I came across this website post this morning.*
This kind of stuff doesn’t usually get under my skin, but today, Whammo! I have written my reply to the blogger, but as it awaits moderation it may never see daylight on that particular blog. Here, however, it will. But first I’ll quote the offending post in its entirety:
More babies being born with Down’s syndrome
This curious phenomenon suggests the following of British society:-
1. Increasing numbers of couples view the having children as similar to having pets. (We expect nothing of our pets except their ability to be obedient, grateful, forever dependent and never leave us. Pets, you see, have no use except to gratify the ego of the pet-owner and to stave off feelings of loneliness and uselessness that we all might have from time to time.)
2. These parents expect very little from their children, because they appear to have the luxury of being able to treat their children as pets.
3. The waste and purposelessness of such an unrewarding venture – that of bringing up a child who will never achieve full independence and who will always be a source of worry, particularly if they do not predecease their parents – is not being questioned enough by parents, because of the cushion of a welfare state.
4. More mothers are having children later and later.
5. The greater willingness of parents now prepared to bring up children with Down’s Syndrome is indicative of the unwisdom of indiscriminate compassion that now pervades British society. This may be due to the fact that we now live in a society that is morbidly over-feminised.
6. A society that unquestioningly encourages the unproductive at the expense of the productive in the name of compassion will find itself burdened with the unproductive and unable to compete with societies unburdened by such policies.
7. Insanity is but fundamental error compounded by persistent irrationality.
8. Those whom the gods wish to destroy they first make mad.
“It is like watching a nation busily engaged in heaping up its own funeral pyre.”
To all of which I replied thus:
The very second that I cannot hold my one year old son, who has Down syndrome, in my arms without pondering whether I am hindering society’s ability to ‘progress’ will be the same second that I get in touch with you to say you are right. In the meantime, I will allow my heart to swell with this illogical and irrational love and gratitude for all the things that he has revealed to me in his short while here on Earth.
I will not question where the burden lies heaviest: I and my family and friends will shoulder it.
I will not consider my son to be a pet. He will take his place as my third child and I will expect the usual range of difficult behaviour. The idea of abandoning him or dropping him off at the pound will not arise.
‘The waste and purposelessness’ of my son Jacob’s life – he is called Jacob – has heretofore not been revealed to me. What has been, quite graphically in the last twelve months, is that I myself will never achieve ‘full independence’ whatever that may mean, and I will always rely on some sort of welfare state just to avoid having to live in a cave and trap rabbits. Or did you have a narrower view of what independence actually is?

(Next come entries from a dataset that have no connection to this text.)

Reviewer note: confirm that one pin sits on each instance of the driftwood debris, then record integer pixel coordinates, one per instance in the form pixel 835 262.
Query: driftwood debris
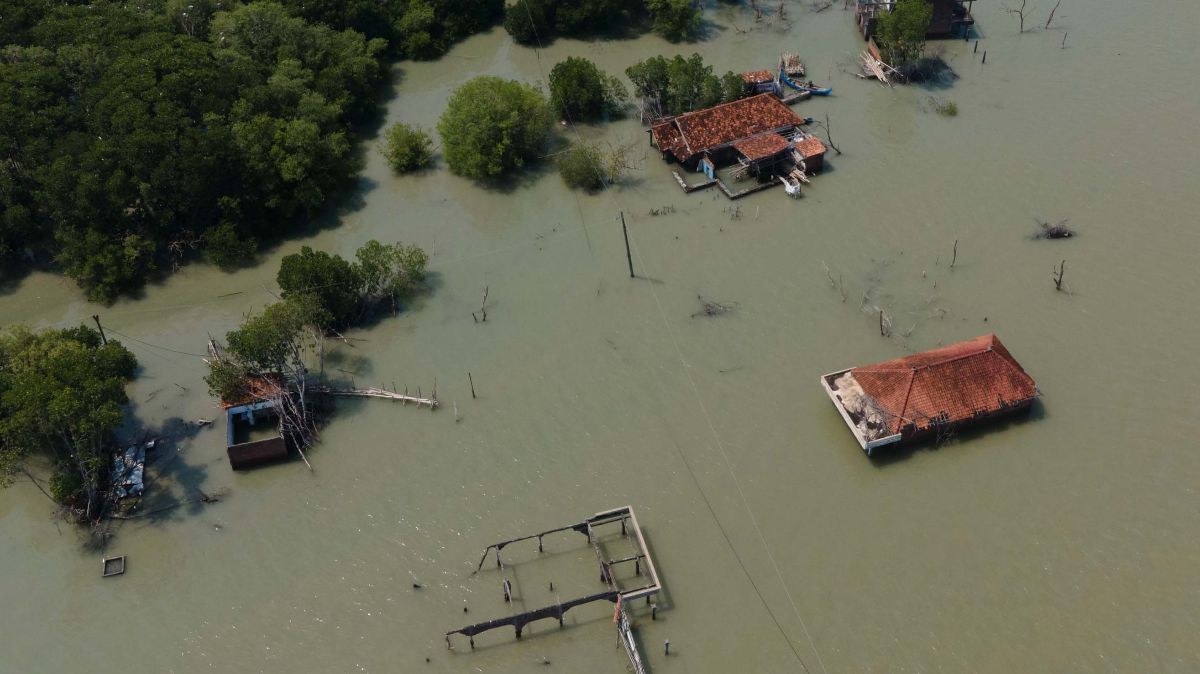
pixel 1059 274
pixel 1057 230
pixel 711 308
pixel 483 307
pixel 372 392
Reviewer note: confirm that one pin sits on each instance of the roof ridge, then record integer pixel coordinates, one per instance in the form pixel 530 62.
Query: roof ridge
pixel 711 108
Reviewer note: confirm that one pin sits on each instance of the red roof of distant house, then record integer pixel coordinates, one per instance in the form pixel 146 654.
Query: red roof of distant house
pixel 762 145
pixel 757 77
pixel 810 146
pixel 953 383
pixel 691 133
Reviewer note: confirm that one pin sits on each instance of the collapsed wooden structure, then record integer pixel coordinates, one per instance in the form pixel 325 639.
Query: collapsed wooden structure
pixel 930 393
pixel 640 557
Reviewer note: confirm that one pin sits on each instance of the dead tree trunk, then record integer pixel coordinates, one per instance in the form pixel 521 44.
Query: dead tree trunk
pixel 1020 16
pixel 1050 18
pixel 829 136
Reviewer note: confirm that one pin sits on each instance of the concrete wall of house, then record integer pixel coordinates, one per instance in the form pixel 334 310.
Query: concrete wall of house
pixel 249 455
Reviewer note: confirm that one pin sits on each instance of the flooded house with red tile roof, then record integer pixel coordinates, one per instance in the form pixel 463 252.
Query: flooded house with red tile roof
pixel 929 393
pixel 759 134
pixel 712 132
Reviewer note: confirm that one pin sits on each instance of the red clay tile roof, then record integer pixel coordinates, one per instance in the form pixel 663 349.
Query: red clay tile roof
pixel 703 130
pixel 810 146
pixel 762 145
pixel 978 375
pixel 666 136
pixel 756 77
pixel 259 387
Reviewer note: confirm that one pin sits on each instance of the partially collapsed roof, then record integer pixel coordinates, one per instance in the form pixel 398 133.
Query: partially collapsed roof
pixel 761 146
pixel 949 384
pixel 690 134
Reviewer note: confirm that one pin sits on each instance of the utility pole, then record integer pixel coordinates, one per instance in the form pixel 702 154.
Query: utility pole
pixel 629 256
pixel 101 328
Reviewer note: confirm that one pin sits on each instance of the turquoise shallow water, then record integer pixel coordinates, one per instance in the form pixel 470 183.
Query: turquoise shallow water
pixel 1063 543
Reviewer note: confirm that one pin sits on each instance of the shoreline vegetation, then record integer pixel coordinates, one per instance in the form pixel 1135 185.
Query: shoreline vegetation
pixel 138 137
pixel 63 398
pixel 321 294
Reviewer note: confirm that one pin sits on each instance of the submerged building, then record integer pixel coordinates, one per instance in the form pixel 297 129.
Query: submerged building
pixel 253 427
pixel 759 136
pixel 948 16
pixel 711 133
pixel 931 392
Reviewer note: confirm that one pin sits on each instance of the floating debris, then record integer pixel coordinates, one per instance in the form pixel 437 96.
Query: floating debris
pixel 1057 230
pixel 709 307
pixel 113 566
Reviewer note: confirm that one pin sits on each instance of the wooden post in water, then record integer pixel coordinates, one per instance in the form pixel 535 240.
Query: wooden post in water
pixel 629 256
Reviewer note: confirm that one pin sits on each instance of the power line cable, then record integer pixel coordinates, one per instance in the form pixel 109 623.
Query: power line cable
pixel 708 420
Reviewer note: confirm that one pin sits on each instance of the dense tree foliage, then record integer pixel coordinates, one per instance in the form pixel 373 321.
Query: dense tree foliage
pixel 581 167
pixel 321 292
pixel 580 91
pixel 900 32
pixel 539 20
pixel 678 85
pixel 137 134
pixel 345 290
pixel 407 148
pixel 492 126
pixel 675 19
pixel 417 29
pixel 61 393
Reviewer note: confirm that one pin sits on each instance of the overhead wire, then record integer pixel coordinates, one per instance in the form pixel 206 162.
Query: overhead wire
pixel 712 427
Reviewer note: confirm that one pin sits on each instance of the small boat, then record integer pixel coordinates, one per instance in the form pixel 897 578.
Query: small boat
pixel 802 86
pixel 791 186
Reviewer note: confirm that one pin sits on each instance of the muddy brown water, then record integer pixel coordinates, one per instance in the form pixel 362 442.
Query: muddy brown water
pixel 1066 542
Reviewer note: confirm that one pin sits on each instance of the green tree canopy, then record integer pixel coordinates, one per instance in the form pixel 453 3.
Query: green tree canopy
pixel 675 19
pixel 678 85
pixel 581 91
pixel 407 148
pixel 331 280
pixel 900 32
pixel 492 126
pixel 63 393
pixel 582 167
pixel 137 136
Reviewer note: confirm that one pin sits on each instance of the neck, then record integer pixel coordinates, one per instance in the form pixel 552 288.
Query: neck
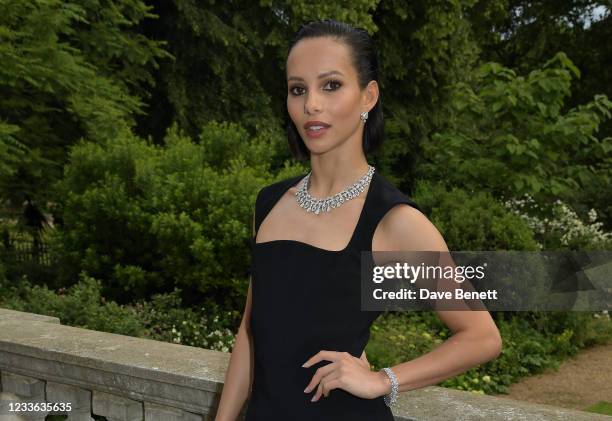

More mothers may be having children later, but the vast majority of babies with Down syndrome are conceived by young women under thirty. Find the statistics.
I cannot possibly say whether a ‘morbidly over-feminised’ society is a good thing or not. If it is you’ll probably have to get rid of all the women next. But I can vouchsafe for the fact that I myself am a man, think as one, act as one and regularly get into trouble as one. And I don’t exfoliate either.
As for your points 7 and 8, they don’t really seem to form part of your argument so much as give the appearance of a witty way to end a poorly constructed stack of nonsense.
If you are going to approach a subject of such emotive power as the right for people who have a chromosomal difference to exist, it is a noble idea to invest your strongly held opinion with first-hand experience. Go meet some downsies. Get to know them. And possibly when you’re at it meet a few blind people. They’ve been holding us back for ages too. The autistic ones are no better. And cancer sufferers are an insane drain on society as a whole. Idea: burn the hospitals altogether, and the clinics, and shut down any factories that make wheelchairs or crutches or other such resource-squandering gimmicks. Let the bastards with heart issues die off. The car-crash victims probably did it to themselves, so just pull the plug now and cut down on the greenhouse gas. Double win!!
And when they’re all conveniently out of the way we’ll sit down, you, me and Dr Mengele, and we’ll really have it all to ourselves. Because there won’t be anyone else left.